In Lagrange’s method of undetermined multipliers, we find the optimal solution under the constraint $ g(\mathbf{x}) = 0 $ when maximizing or minimizing the objective function $ f(\mathbf{x}) $. In the method of undetermined multipliers, it is common to introduce the Lagrange function $ L(\mathbf{x}, \lambda) $.

$$ L(\mathbf{x}, \lambda) = f(\mathbf{x}) - \lambda g(\mathbf{x}) $$

Here, $ \lambda $ is the Lagrange multiplier.
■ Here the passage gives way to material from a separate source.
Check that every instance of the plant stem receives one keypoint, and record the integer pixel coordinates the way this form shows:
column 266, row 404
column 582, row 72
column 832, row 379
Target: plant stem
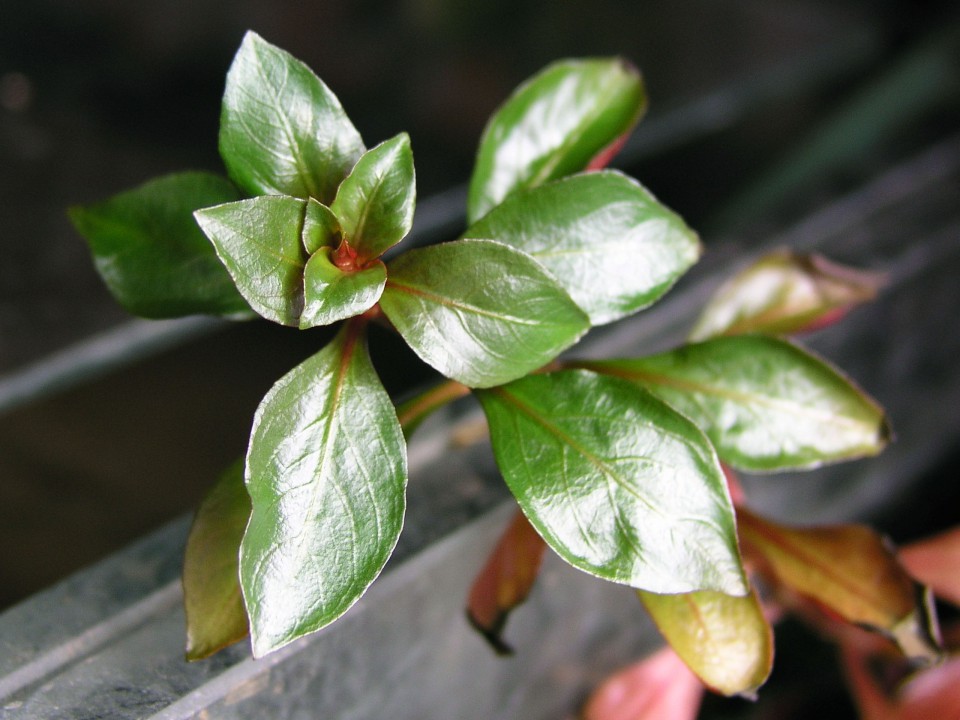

In the case of the Rayleigh quotient, the objective function $ f(\mathbf{x}) $ is $ \mathbf{x}^T \mathbf{A} \mathbf{x} $, and the constraint $ g(\mathbf{x}) $ is $ \mathbf{x}^T \mathbf{x} - 1 = 0 $. By setting the condition that $\mathbf{x}$ has a norm of 1 as the constraint condition $ g(\mathbf{x}) $, we guarantee that $\mathbf{x}$ is a unit vector.

Let’s set up the Lagrange function as follows.

$$ L(\mathbf{x}, \lambda) = \mathbf{x}^T \mathbf{A} \mathbf{x} - \lambda (\mathbf{x}^T \mathbf{x} - 1) $$

To find the $ \mathbf{x} $ that maximizes this Lagrange function, consider the condition where the gradient equals zero.

$$ \nabla_{\mathbf{x}} L(\mathbf{x}, \lambda) = 0 $$

Solving this yields the following.

$$ 2 \mathbf{A} \mathbf{x} - 2 \lambda \mathbf{x} = 0 $$

$$ \mathbf{A} \mathbf{x} = \lambda \mathbf{x} $$

This expresses the relationship between the eigenvalue $ \lambda $ of matrix $ \mathbf{A} $ and the corresponding eigenvector $ \mathbf{x} $, showing that the maximum value of the Rayleigh quotient equals the maximum eigenvalue of $ \mathbf{A} $.

Implementation Example in Python

Here’s a simple implementation example in Python.

import numpy as np

# Generate a random symmetric matrix A and a vector x
A = np.random.rand(3, 3)
A = (A + A.T) / 2

# Prepare a random vector
x = np.random.rand(3)

# Rayleigh quotient
R = np.dot(x.T, np.dot(A, x)) / np.dot(x.T, x)

print("Rayleigh Quotient:", R.round(2))
Rayleigh Quotient: 1.47

Conclusion

This article explained the properties of the Rayleigh quotient.

Furthermore, it demonstrated the proof of the maximum and minimum values of the Rayleigh quotient using Lagrange multipliers.

Lastly, it provided a simple implementation example in Python.